Pack Bonded

by Kien Rugastelo (cein)



Category: Star Trek: The Original Series
Genre: Alternate Universe - Different First Meeting, Gen, Pack Bonding
Language: English
Status: Completed
Published: 2018-03-10
Updated: 2018-03-10
Packaged: 2019-03-29 10:21:39
Rating: General Audiences
Warnings: No Archive Warnings Apply
Chapters: 1
Words: 2,049
Publisher: archiveofourown.org
Story URL: https://archiveofourown.org/works/13925130
Author URL: https://archiveofourown.org/users/cein/pseuds/Kien%20Rugastelo
Summary: When Jim brings home a damaged cleaning robot and immediately starts to treat it like a pet, Spock and Leonard struggle not to pack-bond with it.





	Pack Bonded

**Author's Note:**

> This work is set in the same universe as Identity Theft. It is not necessary to read that work to enjoy this one. Kirk, Spock, and McCoy are currently living in the same apartment, though in different rooms.

When Leonard returned home for the day, he nearly stepped on the cleaning droid that was sucking up dust near the front door. It was a small thing, barely the size of a dinner plate around and only a few inches thick, and not one of the newest models, either. While most cleaning droids ran completely silent, this one buzzed lowly in a way that almost made it sound like a bee, though that could have been due to the dent it already had in one side.

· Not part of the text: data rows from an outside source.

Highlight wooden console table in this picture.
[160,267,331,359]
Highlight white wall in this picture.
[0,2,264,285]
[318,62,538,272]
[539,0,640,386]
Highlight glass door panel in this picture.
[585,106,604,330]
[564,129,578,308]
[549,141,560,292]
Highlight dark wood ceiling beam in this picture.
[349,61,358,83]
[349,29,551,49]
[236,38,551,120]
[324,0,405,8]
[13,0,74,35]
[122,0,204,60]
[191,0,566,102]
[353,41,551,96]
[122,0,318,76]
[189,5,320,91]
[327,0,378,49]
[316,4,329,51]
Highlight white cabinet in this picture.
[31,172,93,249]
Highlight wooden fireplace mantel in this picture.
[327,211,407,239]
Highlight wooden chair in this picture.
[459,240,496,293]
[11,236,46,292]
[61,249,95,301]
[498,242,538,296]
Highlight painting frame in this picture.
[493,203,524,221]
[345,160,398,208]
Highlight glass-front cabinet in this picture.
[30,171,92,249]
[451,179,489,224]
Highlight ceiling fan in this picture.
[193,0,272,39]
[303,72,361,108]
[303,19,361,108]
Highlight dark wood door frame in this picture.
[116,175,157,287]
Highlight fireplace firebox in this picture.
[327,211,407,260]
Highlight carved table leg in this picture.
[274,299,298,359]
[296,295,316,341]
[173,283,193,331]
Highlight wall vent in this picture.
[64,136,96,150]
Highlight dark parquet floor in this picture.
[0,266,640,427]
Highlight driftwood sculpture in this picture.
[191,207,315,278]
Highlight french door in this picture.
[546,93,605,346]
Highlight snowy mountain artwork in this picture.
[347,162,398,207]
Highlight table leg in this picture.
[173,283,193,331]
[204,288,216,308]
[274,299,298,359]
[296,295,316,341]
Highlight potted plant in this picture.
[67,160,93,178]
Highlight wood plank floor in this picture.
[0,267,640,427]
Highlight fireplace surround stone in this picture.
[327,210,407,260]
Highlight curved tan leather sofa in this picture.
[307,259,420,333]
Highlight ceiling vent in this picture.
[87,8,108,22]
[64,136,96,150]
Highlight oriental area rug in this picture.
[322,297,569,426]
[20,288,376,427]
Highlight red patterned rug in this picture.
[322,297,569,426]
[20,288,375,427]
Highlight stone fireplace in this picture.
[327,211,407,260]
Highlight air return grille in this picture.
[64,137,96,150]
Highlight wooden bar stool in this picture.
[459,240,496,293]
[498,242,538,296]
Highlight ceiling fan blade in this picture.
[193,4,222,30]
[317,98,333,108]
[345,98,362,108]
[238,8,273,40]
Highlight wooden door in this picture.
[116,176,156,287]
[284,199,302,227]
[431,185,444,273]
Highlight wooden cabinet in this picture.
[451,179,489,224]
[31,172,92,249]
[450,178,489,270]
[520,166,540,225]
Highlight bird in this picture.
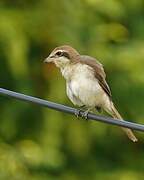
[44,45,138,142]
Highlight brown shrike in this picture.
[44,45,137,142]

Leonard let it finish its business before letting it go on its way to another section of the house, eyeing it suspiciously. He couldn’t picture Spock spontaneously acquiring a cleaning droid when they were already keeping the apartment impeccable without help, especially not a used and damaged one. These shenanigans wreaked of—“Jim!” Leonard called into the flat, “What the hell is this?”

Jim peaked out from the kitchen, face a picture of innocence. “That’s Gregory, Bones.”

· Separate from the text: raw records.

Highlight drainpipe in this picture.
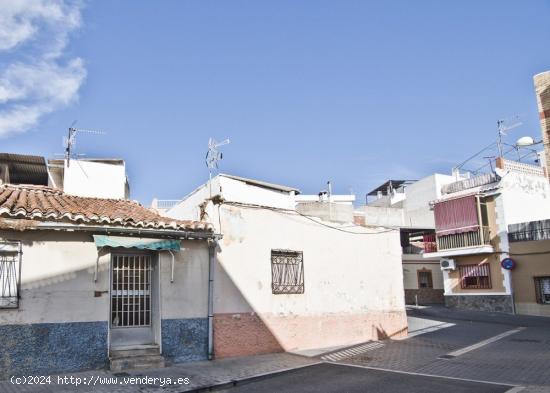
[208,239,216,360]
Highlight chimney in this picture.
[533,71,550,172]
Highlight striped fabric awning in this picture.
[434,195,479,235]
[460,264,489,278]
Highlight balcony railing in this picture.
[424,226,491,253]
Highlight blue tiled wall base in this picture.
[162,318,208,362]
[0,322,108,379]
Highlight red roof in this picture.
[0,184,212,232]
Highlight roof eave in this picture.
[2,222,222,240]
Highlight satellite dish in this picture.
[516,136,535,147]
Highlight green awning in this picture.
[93,235,180,251]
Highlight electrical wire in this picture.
[222,201,399,235]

“You named it,” Leonard asked without inflection, because of course Jim did. He probably saw it in some recycling, tossed away as a damaged unit, and brought the thing home. They were never going to get rid of it. “Does it at least work alright?”

“He has a hard time reaching corners,” Jim allowed, “Just on the one side, though.”

And they were well and truly stuck with it, Leonard decided. It may as well have been a dog for easy it would have been to get Jim to part with it at this point. Leonard was staring at the droid, struggling to remember why he had moved in with Jim in the first place, when Spock also returned home. Predictably, he paused and assessed the situation for a moment. “That unit is damaged.”

“It’s Gregory, Spock,” Leonard informed him with sarcastic cheer, “Jim’s new pet.”

“He’s family!” Jim insisted, and Leonard wasn’t sure if that was meant to be a joke or not.

“Indeed,” Spock intoned with just a touch of distaste, doubtless already irritated at the droning sound.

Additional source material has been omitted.